Of central importance will be the record of a university admissions interview. Only one respectable university granted me one and I doubt if this record consists of anything more than my name.
I had chosen English as a major reckoning that its only prerequisite was the ability to read. Professor Fowler was the Dean Of Admissions and conducted my interview.
The first thing he asked me was to “Discuss the symbolic aspects of the character Ralph in the Lord of the Flies.” It stumped me. I had no recollection of a Hobbit named Ralph. I remember Bilbo and Frodo and Samwise but who the hell was Ralph? After about ten seconds of silence, Professor Fowler began rubbing his thumbs and forefingers together as if trying to start a fire. I needed to come up with an answer. “I believe Ralph symbolized the Hobbit’s desire to bring peace and tranquility to Middle-earth.” His forehead wrinkles shot upwards in a delta formation. He stopped taking notes. I entered a Jr. College in the fall.
The next records I’ll want to examine are those of the human resources administrator who conducted my first job interview. I’ll find out if the reason I got the kiss-off was my misspelling of ‘self-starter’ on my resume or my mismatched socks. Later, I’ll take a look at the scribbling of my psychiatrist. If there was any mercy in that world, those notes will be illegible.

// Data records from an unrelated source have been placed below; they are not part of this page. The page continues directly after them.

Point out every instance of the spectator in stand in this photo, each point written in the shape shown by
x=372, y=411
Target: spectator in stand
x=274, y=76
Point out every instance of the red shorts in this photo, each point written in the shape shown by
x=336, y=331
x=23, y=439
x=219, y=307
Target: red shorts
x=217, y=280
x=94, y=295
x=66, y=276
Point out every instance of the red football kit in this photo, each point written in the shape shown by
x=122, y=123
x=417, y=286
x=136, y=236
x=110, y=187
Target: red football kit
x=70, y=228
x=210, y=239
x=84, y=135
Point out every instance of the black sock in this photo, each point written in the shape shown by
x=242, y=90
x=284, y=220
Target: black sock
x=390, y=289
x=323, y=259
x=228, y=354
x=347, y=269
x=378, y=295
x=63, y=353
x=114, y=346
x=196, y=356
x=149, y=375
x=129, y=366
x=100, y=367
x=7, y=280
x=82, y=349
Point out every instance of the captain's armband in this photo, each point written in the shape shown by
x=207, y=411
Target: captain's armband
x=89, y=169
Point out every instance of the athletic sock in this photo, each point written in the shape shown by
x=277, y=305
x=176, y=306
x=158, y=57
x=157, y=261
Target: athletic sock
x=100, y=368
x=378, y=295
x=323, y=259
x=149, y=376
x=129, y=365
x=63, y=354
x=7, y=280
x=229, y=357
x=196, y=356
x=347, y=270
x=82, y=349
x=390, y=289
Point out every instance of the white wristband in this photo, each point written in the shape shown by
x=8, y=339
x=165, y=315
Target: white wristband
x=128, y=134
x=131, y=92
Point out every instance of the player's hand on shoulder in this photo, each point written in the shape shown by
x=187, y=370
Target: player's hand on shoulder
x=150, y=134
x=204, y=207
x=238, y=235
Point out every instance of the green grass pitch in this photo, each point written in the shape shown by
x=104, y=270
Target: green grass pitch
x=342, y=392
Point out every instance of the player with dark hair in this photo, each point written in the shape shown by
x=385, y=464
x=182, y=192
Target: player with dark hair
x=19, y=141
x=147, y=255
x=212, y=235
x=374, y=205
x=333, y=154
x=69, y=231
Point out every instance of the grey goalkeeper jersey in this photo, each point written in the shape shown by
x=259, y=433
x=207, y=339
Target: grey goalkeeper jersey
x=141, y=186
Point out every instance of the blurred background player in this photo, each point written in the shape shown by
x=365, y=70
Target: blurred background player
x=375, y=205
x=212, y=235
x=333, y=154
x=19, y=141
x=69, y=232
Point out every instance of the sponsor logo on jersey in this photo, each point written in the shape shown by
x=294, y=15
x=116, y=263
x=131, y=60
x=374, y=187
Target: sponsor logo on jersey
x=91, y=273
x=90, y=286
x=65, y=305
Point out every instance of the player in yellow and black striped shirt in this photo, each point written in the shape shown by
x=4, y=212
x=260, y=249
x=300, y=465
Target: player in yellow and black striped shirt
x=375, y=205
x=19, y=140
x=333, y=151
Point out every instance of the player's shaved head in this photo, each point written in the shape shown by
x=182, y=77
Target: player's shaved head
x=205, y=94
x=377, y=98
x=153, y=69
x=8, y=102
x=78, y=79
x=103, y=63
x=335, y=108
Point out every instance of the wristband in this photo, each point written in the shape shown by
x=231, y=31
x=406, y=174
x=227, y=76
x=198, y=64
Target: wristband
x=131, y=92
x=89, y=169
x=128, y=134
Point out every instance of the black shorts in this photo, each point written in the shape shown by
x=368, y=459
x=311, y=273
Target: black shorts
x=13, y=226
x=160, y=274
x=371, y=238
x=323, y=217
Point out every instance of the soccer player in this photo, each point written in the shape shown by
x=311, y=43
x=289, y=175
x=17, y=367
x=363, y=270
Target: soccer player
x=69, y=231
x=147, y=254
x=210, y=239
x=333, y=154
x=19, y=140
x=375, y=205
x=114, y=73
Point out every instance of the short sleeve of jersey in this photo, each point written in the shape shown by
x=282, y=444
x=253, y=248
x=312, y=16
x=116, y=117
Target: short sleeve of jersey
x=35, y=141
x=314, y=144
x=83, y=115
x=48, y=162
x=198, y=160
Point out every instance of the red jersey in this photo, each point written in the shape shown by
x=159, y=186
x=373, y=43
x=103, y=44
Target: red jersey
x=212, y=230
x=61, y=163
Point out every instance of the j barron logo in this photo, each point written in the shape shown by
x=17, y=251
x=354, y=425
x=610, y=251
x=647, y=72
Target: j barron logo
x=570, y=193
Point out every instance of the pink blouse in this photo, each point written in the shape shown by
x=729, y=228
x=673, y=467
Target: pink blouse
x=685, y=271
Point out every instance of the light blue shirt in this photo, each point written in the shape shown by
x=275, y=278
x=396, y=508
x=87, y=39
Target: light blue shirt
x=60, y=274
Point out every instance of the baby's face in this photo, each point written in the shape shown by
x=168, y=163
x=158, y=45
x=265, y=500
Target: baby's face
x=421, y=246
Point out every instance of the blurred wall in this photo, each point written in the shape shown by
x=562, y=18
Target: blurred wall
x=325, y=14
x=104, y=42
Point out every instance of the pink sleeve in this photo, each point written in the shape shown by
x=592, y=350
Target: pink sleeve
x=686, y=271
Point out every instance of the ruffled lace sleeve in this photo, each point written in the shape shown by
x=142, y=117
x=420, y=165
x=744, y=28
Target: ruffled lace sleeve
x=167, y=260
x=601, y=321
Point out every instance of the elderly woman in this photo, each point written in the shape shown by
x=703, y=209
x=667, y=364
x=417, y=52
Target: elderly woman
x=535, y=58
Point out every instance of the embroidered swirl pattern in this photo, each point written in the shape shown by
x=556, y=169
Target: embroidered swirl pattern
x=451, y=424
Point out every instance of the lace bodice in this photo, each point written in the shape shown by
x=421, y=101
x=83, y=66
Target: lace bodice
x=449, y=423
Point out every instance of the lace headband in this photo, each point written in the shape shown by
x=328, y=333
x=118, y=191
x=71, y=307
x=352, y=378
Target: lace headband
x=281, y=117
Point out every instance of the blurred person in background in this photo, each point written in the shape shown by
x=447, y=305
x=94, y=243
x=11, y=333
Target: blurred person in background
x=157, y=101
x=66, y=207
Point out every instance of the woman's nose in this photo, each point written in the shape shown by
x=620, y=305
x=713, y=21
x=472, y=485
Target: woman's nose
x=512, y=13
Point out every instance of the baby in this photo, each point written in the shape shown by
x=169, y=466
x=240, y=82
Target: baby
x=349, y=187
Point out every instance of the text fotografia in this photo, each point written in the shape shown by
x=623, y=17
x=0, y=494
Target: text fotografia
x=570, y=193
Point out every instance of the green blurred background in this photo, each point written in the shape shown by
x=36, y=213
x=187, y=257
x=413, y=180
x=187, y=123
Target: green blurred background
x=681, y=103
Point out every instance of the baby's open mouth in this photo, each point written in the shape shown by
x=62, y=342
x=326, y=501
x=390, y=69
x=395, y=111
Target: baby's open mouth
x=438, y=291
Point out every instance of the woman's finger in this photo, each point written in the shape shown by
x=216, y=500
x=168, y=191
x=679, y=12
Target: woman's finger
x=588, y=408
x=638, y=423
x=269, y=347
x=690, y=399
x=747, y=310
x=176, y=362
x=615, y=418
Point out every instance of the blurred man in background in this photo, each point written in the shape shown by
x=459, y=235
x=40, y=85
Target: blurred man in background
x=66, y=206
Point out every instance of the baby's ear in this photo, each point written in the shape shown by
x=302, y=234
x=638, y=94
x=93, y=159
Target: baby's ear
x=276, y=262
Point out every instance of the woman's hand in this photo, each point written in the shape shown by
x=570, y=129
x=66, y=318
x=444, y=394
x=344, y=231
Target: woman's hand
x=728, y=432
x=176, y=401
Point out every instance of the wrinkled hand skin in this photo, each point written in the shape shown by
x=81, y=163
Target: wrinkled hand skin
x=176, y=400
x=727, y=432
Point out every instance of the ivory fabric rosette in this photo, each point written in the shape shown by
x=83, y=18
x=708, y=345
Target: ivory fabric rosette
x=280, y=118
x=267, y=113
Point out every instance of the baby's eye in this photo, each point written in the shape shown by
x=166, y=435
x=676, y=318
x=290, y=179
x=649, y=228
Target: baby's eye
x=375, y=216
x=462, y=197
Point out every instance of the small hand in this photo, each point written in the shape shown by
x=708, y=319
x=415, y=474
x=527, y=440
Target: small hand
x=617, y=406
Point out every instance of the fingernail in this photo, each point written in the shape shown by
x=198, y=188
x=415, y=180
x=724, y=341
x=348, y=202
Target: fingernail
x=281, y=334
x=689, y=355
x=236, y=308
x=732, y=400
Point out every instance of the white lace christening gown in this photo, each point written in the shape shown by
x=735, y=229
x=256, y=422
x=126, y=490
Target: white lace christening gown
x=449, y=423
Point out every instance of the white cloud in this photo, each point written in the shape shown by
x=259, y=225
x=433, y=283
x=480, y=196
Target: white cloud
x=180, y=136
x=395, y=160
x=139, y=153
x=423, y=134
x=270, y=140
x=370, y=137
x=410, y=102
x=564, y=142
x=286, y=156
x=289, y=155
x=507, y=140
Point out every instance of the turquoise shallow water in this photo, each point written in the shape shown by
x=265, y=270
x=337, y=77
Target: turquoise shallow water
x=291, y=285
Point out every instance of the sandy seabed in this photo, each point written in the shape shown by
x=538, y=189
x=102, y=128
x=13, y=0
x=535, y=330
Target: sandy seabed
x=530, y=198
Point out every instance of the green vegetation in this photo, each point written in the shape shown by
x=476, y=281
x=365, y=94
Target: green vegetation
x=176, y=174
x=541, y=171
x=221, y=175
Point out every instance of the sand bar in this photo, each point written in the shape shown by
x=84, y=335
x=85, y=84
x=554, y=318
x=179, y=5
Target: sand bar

My final stop will be the office of the 3-bedroom Co-op apartment I had coveted so deeply. I’ll look up the notes taken during my board interview. It will confirm my suspicion that the president rejected me because I didn’t know the name of his Alma Mater’s football team. He had graduated from the same respectable university that I claimed to have attended.
Neither of these exit options appeals to me. So until something more tempting comes along–say a plan that offers free air travel or a TiVo feature, I intend to postpone my death for as long as possible. I’ll take better care of myself, eat more fish and get more exercise. Starting tomorrow, I’m skipping the elevator and taking the stairs.